Nationwide Communications Inc., originally known as Peoples Broadcasting Corporation, was a media subsidiary of the Nationwide Insurance Company, which operated from 1946 until 1997.  Based in Columbus, Ohio, Nationwide Communications owned and operated a variety of radio and television stations across the United States until it sold off all its radio stations to Cincinnati-based Jacor for a reported $620 million, and its television stations to Young Broadcasting. The service division was spun off and became Nationwide Communications Services L.L.C. in 1998.

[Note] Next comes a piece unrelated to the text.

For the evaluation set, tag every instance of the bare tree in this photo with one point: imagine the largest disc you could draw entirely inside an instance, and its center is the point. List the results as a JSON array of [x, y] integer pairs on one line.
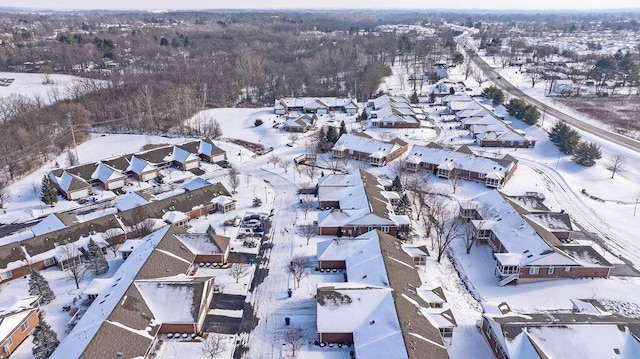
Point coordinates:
[[293, 138], [445, 222], [5, 196], [285, 166], [234, 178], [308, 231], [298, 267], [295, 339], [213, 346], [616, 163], [471, 235], [73, 264], [238, 271], [274, 159]]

In 1946, the Ohio Farm Bureau Federation first got into broadcasting through a radio service for farmers on WRFD, Columbus, Ohio, an AM radio station.  The Ohio Farm Bureau was dedicated to serving farmers in Ohio, but as its other pursuits (chiefly the Farm Bureau Mutual Automobile Insurance Company) were increasingly made available to non-farmers, the Farm Bureau spun off these ventures into a separate corporation.  WRFD continued to serve farmers, and indeed, still carries farm programming today under the ownership of Salem Media of Ohio.  However, other Farm Bureau stations—most notably WRFD-FM, now known as WNCI—were transferred to this umbrella corporation, known today as the Nationwide Mutual Insurance Company & Affiliated Companies.  The group of stations became known as Nationwide Communications, after its parent company.

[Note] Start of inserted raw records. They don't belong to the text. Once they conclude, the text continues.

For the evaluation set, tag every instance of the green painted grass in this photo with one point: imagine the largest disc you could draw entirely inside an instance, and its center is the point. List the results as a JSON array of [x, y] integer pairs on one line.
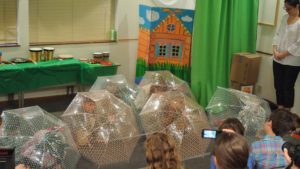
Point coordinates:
[[183, 72]]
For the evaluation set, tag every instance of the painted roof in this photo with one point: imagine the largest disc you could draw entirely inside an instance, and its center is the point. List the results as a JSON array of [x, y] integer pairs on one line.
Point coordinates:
[[151, 17]]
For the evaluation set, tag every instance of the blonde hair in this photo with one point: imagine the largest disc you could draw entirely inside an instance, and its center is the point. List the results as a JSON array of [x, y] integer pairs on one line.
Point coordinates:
[[161, 152]]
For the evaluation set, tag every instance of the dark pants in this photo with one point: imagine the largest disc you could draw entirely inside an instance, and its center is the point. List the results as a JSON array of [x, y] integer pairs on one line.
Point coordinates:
[[285, 77]]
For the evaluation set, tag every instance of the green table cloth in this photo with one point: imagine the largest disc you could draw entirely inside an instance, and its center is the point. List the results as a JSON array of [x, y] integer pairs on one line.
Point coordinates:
[[29, 76]]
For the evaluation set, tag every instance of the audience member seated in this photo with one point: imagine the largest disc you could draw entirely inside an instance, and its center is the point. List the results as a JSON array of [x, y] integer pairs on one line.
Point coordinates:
[[267, 152], [231, 151], [232, 125], [161, 152]]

Nationwide Communications owned a total of five television stations, though none in its home market of Columbus, or Ohio.  The first television station it owned was KVTV-TV (now KCAU-TV) in Sioux City, Iowa, which was sold in 1965 to purchase WATE-TV, Channel 6, Knoxville, Tennessee.  The company's second purchase was WXEX-TV (now WRIC-TV), Channel 8, Petersburg, Virginia in 1968, its third station was WBAY-TV, Channel 2, Green Bay, Wisconsin, purchased in 1974, and its fourth station purchase was KITN (now WFTC), Channel 29, in Minneapolis in 1985.   Three of the four stations were ABC affiliates (WXEX-TV switched from NBC to ABC in 1965, WATE-TV switched from NBC to ABC in 1979, and WBAY-TV switched from CBS to ABC in 1992); the fourth (KITN/WFTC) was an independent and later a Fox affiliate while under Nationwide's stewardship.  Nationwide Communications sold all three of its ABC-affiliated television stations in 1993 to Young Broadcasting, a subsidiary of Adam Young, Incorporated, a TV station advertising representation firm; WFTC was sold to Clear Channel Communications the next year. In November 2013, Young merged with Media General, and then itself was merged with Nexstar Media Group in January 2017. WATE and WRIC are now under that company's ownership, while WBAY was spun-off to Gray Television.

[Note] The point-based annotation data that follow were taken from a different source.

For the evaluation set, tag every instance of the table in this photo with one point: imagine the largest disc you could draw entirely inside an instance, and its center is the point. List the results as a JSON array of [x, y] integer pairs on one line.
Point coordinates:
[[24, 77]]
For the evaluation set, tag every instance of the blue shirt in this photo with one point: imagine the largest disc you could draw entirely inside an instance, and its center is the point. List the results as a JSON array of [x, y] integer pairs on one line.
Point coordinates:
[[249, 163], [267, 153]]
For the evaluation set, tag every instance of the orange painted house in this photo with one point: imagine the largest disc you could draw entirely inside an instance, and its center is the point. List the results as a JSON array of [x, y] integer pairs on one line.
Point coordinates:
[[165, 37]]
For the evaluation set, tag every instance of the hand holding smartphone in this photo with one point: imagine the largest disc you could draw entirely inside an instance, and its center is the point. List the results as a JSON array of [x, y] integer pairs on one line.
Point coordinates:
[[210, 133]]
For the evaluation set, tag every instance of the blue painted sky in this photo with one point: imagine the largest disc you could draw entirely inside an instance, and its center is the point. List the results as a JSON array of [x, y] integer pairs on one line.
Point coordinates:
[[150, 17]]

In the early 1970s, Nationwide was awarded a license to operate a UHF television station in Columbus, Ohio, on channel 28, with the assigned call letters WNCI-TV. Nationwide, however, did not complete construction of the television station and its license and construction permit was allowed to lapse. The frequency allocation was ultimately awarded to Commercial Radio Institute, Inc. of Baltimore, Maryland, which began operation of WTTE. WTTE was the second station owned by the company now known as the Sinclair Broadcast Group.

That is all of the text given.